What are the mitral valve leaflets?
The mitral valve leaflets, also called cusps, are two flaps of thin fibrous tissue that attach to the mitral annulus and act as one-way swing doors between the atrium (upper chamber) and ventricle (lower chamber) on the heart’s left side. Unlike the tricuspid, aortic and pulmonary valves (the heart contains four valves – two atrioventricular valves and two semilunar valves) that each consist of three leaflets, the mitral valve only contains two, which is why it is commonly referred to as the “bicuspid” valve. When the bicuspid valve closes, the orientation of the two cusps make it resemble a mitre (a traditional hat that is often worn by bishops); this is why it is called the mitral valve.
What do the mitral valve leaflets look like?
The two pliable leaflets, the anterior and posterior cusps, are usually less than 5 mm thick and look like eyelids.

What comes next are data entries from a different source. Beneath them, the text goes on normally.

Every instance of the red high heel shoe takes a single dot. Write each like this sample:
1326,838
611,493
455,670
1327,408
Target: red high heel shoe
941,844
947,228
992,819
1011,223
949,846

A fine membrane called endocardium covers them and connective tissue reinforces them. The curved anterior (aortic) cusp is the larger one of the two and can be found on the opening’s aortic side. The posterior (mural) cusp is narrower and is situated somewhat towards the back, on the left. It features indentations (clefts) at two points, forming three ‘scallops’ or ‘segments’ (lateral, central and medial) along the free edge. Two smaller indentations can be found on each side, the anterolateral and posteromedial commissures (joining points); these dents are what separate the anterior and posterior leaflets. Each leaflet is attached to the mitral annulus and is divided into ‘zones’. The anterior has 2 zones, rough and clear, while the posterior leaflet has three, rough clear and basal. The chordae tendineae attach to the rough and basal zones in both cusps, as well as to the two commissures.
What is the function of the mitral leaflets? How do they function?

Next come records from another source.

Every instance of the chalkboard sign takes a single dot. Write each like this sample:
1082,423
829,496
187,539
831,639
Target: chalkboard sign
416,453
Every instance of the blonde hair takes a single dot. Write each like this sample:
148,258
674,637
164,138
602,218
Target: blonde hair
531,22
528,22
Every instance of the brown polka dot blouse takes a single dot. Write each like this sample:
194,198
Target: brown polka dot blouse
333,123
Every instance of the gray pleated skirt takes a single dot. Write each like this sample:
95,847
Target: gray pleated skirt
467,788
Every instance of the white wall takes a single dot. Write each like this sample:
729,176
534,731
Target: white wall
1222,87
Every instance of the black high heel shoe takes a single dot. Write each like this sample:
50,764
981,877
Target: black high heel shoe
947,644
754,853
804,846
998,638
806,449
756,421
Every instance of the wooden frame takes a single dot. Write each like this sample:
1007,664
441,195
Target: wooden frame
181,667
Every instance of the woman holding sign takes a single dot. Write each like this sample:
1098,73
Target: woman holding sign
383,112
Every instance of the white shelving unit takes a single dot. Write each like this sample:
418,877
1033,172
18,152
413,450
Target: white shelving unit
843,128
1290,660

The cusps of the mitral valve have an important function. Opening and closing systematically as part of the cardiac cycle, they serve as a one-directional doorway for blood that flows from the left atrium into the left ventricle during the cardiac cycle. Once blood enters the lungs and undergoes oxygenation, it passes through to the left atrium via the pulmonary veins. The left ventricle relaxes (in diastole) and the bicuspid valve opens, allowing the oxygen-rich blood to enter it. Then, in systole, the mitral valve shuts as the left ventricle contracts and ejects the blood into the aorta by way of the aortic valve. When the bicuspid valve closes, the leaflet tips (which are controlled by the chordae tendineae and papillary muscles and overlap slightly on the side of the ventricle) shut and meet precisely (coapt), preventing the backflow of blood into the left atrial chamber. Ultimately, the cusps of the mitral valve regulate blood flow.
What happens when they do not function properly?

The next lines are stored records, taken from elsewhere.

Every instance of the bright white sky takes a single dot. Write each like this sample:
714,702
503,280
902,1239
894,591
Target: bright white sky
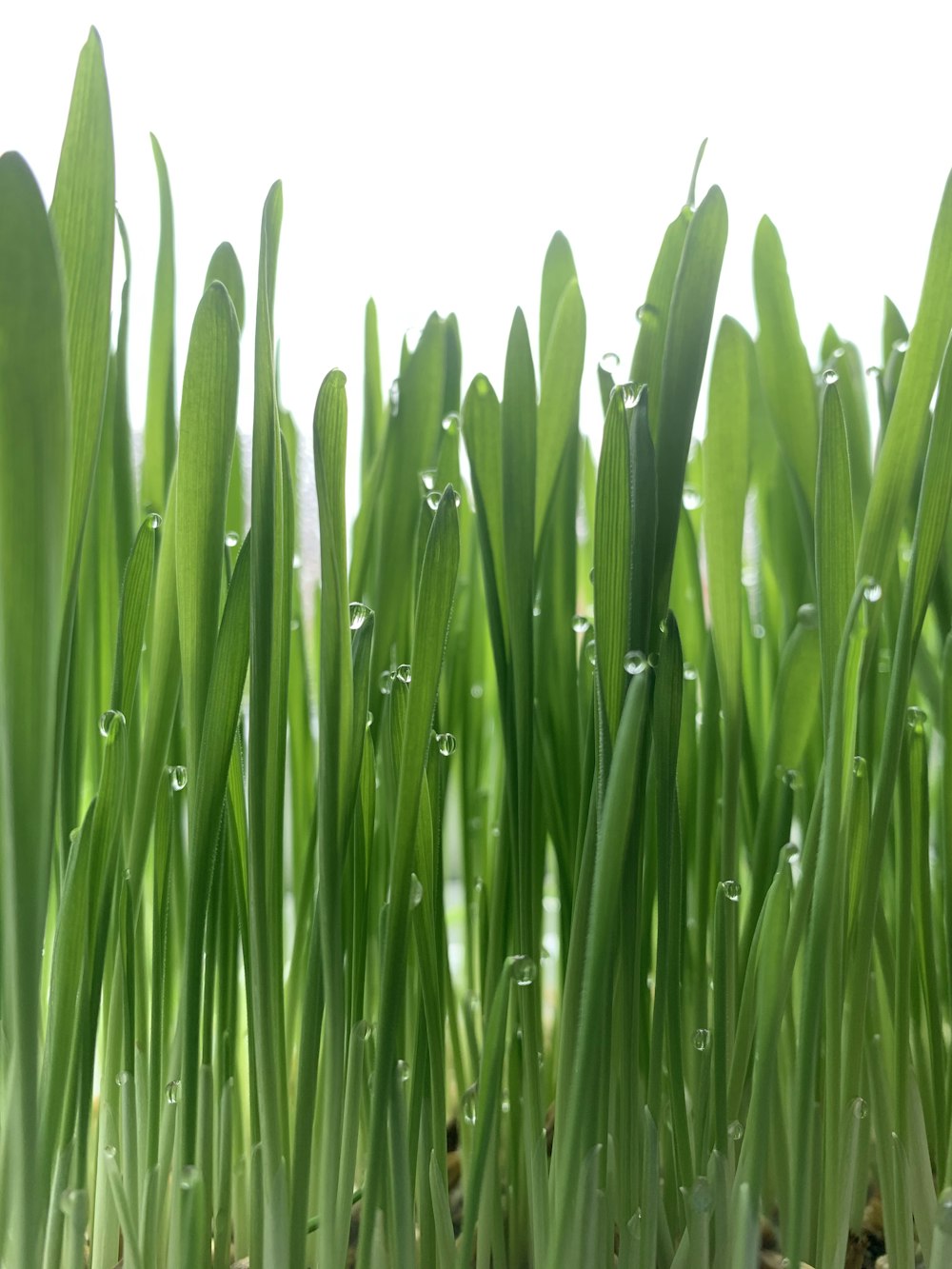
429,149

When the cusps do not coapt, which can happen for a number of reasons, the normal flow of blood during the cardiac cycle is interrupted, causing a variety of symptoms and complications. Blood may leak back into the atrium (mitral regurgitation) and cause congestive heart failure, atrial fibrillation, pulmonary hypertension, etc., and make one more prone to infective endocarditis. Alternatively, less blood may pass through into the ventricle during diastole (mitral stenosis) due to calcification (obstructive growths on the leaflets), leading to similar problems. Other conditions that affect the leaflets and structures of the mitral valve include mitral valve prolapse, mitral atresia, congenital valve disease, myocardial infarction (heart attack) and infection.